These are the words of Helder Câmara, one of the most distinguished Catholic churchmen of the last century, an archbishop of the miserably poor Brazilian diocese of Olinda and Recife, the 10th anniversary of whose death is being recalled during this fabulous year for Brazil.
Brazil, with its leader Inácio Lula da Silva, has experienced immense success in recent months: the Olympic games will find their home in Rio in 2016 not long after the world's footballers quit at the end of the World Cup; Brazil has crashed its way into the Group of 20 leading economic powers having severely mauled the World Bank and the International Monetary Fund; Lula and his diplomats are taking the lead in tightening the screws on the group of military-backed impostors who seized power earlier in the year in Honduras while the Lula himself is leading a group of South American governments in trying to restrain President Álvaro Uribe of Colombia from militarising with the aid of foreign troops a region which is supposed to be a zone of peace free of nuclear weapons.
Amid all this frenetic international activity on so many fronts it is pleasing to note that the figure one of Brazil's outstanding Christians, a prophet of and forerunner of many 21st century attitudes – from the environmental movement to greater co-operation among poorer countries – is being remembered on the anniversary of his death in 1999.
Câmara, archbishop in the poverty-stricken north-east of the country from 1964 to 1985, during the most vicious period of western-supported military dictatorship, was a spiritual giant, and like most of his ilk a complicated human being.
Born to an accountant and a freemason and his primary school teacher wife, he certainly was the only senior Catholic prelate to have been named after a Dutch naval base on the North Sea.

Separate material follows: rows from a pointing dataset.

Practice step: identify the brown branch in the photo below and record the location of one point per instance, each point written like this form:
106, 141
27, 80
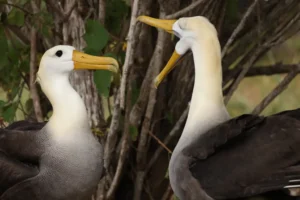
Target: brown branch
184, 10
112, 133
277, 90
269, 70
67, 13
159, 142
101, 14
125, 143
33, 90
16, 6
241, 76
63, 15
175, 130
238, 28
55, 8
18, 33
129, 52
156, 64
168, 193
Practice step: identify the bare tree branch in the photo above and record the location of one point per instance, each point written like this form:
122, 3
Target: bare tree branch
185, 10
175, 130
125, 142
16, 6
238, 28
63, 15
168, 193
269, 70
129, 52
101, 14
159, 142
277, 90
33, 90
156, 64
111, 136
242, 74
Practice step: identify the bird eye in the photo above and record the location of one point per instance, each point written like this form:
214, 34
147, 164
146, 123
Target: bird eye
58, 53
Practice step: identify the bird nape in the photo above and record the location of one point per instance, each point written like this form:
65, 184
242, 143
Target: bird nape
60, 159
218, 157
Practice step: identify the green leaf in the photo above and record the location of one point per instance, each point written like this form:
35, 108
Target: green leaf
16, 17
135, 92
2, 103
170, 118
96, 37
116, 11
3, 50
102, 80
133, 132
9, 112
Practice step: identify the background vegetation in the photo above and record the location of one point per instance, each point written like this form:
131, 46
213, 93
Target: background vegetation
138, 124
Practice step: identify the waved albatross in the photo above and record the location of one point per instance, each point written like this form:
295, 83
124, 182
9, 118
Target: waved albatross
218, 157
63, 160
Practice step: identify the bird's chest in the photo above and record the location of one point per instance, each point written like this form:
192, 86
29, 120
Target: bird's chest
76, 162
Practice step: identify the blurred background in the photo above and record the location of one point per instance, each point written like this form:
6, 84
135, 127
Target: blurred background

(The parents had already lost six of their thirteen children, wanted some name which would not bring bad luck and picked the name at random from a school atlas.)
For much of his early life he was a firm supporter of Integralism, a Brazilian form of fascism much favoured by some Brazilian clerics. Preparations for the Second Vatican Council in the late 1950s made him realise the precariousness of the life of Brazil's poor.
At the end of a long talk with him once in Olinda at the time when the Norwegians were about to decide who was to receive the year's Nobel peace prize, which his supporters were keenly lobbying for him to receive I came away with mixed emotions. He was clearly a paragon of virtue and bravery having been attacked by conservatives at home and indeed in the depths of the Vatican. Yet I found it difficult to accept some of his opinions which found unbearably naive. And I was not expecting his last remark to me: "Remind me which Norwegian newspaper you write for."
But there was no gainsaying his greatness and his life and works are being worthily commemorated in a simple and handy new book by Francis McDonagh of the British aid agency Cafod. Dom Helder Camara: Essential Writings has been brought out by Orbis Books, a US publisher, and will remind the world that there is more to Brazil than football, athletics, samba and clever diplomacy.
The late archbishop's place in history will be heavily influenced by one of his more memorable sayings. "When I feed the poor they call me a saint. When I ask why so many people are poor they call me a communist."
That is the sort of quotation that Lula must be thinking he should have made.